Not What I Thought
When Steve Jobs passed away I silently praised him as the founder of Apple. The company that is at the forefront of modern communication technology, the company that brought us the Iphone, a modern marvel of new age technology, the Ipad (as Steve Jobs once quoted “a computer in a book”) and the ever present Ipod, a constant musical companion for most of us. That’s it. However his book tells a different story.
A friend of mine recently bought his biography by Walter Isaacson which is a definite must read. Don’t be daunted by the size, the words are not too small and the montage of pictures in the middle of the book give a welcome break when it all gets a bit too much.

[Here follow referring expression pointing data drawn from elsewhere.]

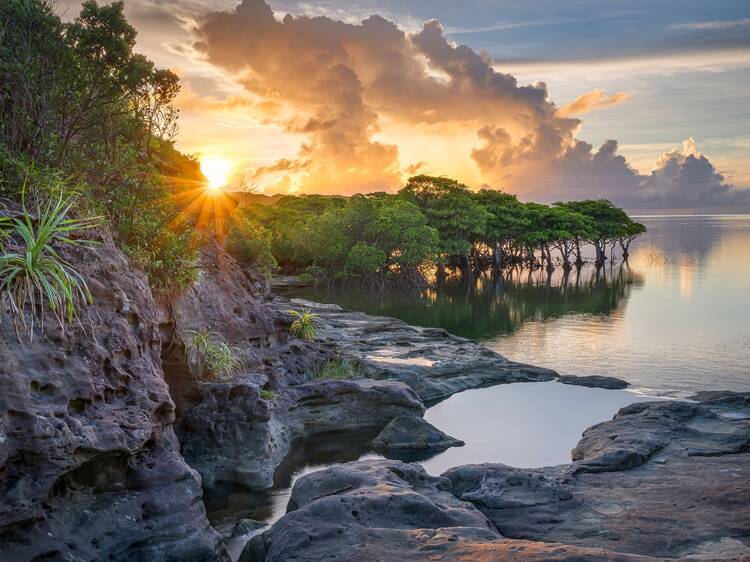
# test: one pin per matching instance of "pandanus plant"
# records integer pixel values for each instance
(304, 325)
(34, 277)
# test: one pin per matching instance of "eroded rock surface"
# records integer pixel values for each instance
(233, 435)
(667, 479)
(389, 510)
(594, 381)
(90, 467)
(410, 433)
(433, 362)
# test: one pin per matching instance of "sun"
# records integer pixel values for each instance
(216, 169)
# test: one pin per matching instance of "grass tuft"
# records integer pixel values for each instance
(304, 325)
(210, 358)
(266, 394)
(340, 369)
(34, 277)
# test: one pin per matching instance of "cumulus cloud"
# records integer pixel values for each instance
(591, 101)
(337, 82)
(682, 178)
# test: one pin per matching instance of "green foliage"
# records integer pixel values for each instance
(364, 259)
(34, 276)
(432, 221)
(340, 369)
(451, 208)
(210, 358)
(77, 102)
(267, 394)
(250, 243)
(304, 325)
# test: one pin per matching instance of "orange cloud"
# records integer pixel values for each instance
(591, 101)
(189, 100)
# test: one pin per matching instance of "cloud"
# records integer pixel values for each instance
(412, 169)
(337, 82)
(189, 100)
(282, 165)
(338, 78)
(682, 178)
(713, 24)
(591, 101)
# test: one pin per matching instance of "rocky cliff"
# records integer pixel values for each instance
(90, 467)
(662, 480)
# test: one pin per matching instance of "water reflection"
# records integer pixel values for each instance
(675, 319)
(498, 303)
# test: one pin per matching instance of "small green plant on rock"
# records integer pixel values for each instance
(34, 276)
(340, 369)
(304, 325)
(210, 357)
(267, 394)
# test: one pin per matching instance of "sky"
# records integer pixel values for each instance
(644, 102)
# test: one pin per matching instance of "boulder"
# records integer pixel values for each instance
(668, 479)
(594, 381)
(413, 433)
(434, 363)
(389, 510)
(231, 435)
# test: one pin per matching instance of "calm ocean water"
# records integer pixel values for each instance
(673, 320)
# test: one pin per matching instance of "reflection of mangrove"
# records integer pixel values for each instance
(498, 303)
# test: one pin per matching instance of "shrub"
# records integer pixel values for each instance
(33, 274)
(364, 259)
(210, 358)
(304, 325)
(250, 244)
(166, 254)
(340, 369)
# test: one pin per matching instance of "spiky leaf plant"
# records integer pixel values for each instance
(34, 277)
(209, 356)
(304, 325)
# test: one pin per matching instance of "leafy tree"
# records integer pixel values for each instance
(450, 208)
(506, 222)
(632, 231)
(608, 223)
(250, 244)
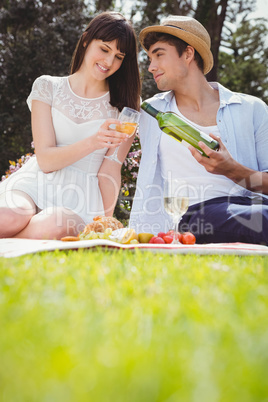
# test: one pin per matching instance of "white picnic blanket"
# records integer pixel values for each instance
(17, 247)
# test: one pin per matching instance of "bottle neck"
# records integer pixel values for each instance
(149, 109)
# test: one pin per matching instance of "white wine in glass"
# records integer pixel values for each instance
(129, 119)
(176, 202)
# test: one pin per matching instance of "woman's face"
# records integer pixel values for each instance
(102, 59)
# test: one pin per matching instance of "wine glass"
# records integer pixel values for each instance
(130, 119)
(176, 202)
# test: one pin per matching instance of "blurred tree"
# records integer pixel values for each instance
(244, 67)
(216, 15)
(36, 37)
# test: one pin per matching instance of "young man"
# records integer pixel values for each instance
(228, 190)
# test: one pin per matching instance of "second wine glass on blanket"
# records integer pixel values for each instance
(130, 120)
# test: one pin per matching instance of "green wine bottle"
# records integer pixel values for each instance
(177, 128)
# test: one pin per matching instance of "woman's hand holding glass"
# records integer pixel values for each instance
(107, 138)
(129, 119)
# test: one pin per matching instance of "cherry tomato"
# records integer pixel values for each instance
(161, 234)
(170, 233)
(188, 238)
(168, 239)
(159, 240)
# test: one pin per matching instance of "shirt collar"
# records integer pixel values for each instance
(226, 96)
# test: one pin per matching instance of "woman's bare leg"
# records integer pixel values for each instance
(16, 210)
(53, 223)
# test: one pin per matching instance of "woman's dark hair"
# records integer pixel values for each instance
(153, 37)
(124, 84)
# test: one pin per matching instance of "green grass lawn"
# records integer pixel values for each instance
(132, 327)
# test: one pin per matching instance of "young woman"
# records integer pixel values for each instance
(69, 181)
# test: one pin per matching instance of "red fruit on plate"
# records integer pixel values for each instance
(188, 238)
(159, 240)
(161, 234)
(168, 239)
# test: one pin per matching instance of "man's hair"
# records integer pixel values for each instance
(153, 37)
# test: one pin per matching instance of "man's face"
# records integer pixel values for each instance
(166, 66)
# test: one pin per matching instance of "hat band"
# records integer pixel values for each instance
(174, 26)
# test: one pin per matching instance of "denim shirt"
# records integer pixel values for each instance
(243, 124)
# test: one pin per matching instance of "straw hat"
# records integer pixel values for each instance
(189, 30)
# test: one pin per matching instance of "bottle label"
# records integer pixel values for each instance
(205, 136)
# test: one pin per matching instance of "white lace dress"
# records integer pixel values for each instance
(74, 118)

To put it plainly he was terrible to work with. He had NO social skills, had a reality distortion, believed people had to be pushed, cajoled and bullied into things and this brought out their brilliance. In fact it actually pushed most people away. He would not submit and had to be involved everywhere at once. He frequently shot down idea’s one day to loving them the next day. A word he used to describe himself in a speech demonstrating the abilities of a Macintosh was simply mercurial. He had dubious personal hygiene habits and subscribed to the Zen idea’s of minimalism and rising above the conflict.
In spite of all of this he was a visionary. He first had the vision that one day every household in America would have a computer. He wanted a “computer in a book” and wanted computers to be white, with clean lines, a powerful look and amazing capabilities. He didn’t know that much about the actual technology but had the marketing ability to make almost anything sound good and sell. He invested in one of the first companies that started inventing touch screen technology.
He wasn’t just the founder of Apple. He helped make the first animation films helping to form the alliance between Pixar and Disney. He was involved in the hit movie “Toy Story” which recouped its costs in the first week alone. He had dealings with LucasArts as well as NeXt.
He was brilliant and the more I read (I am only half way through) the more I realize that he had more of an effect on the world that most people know.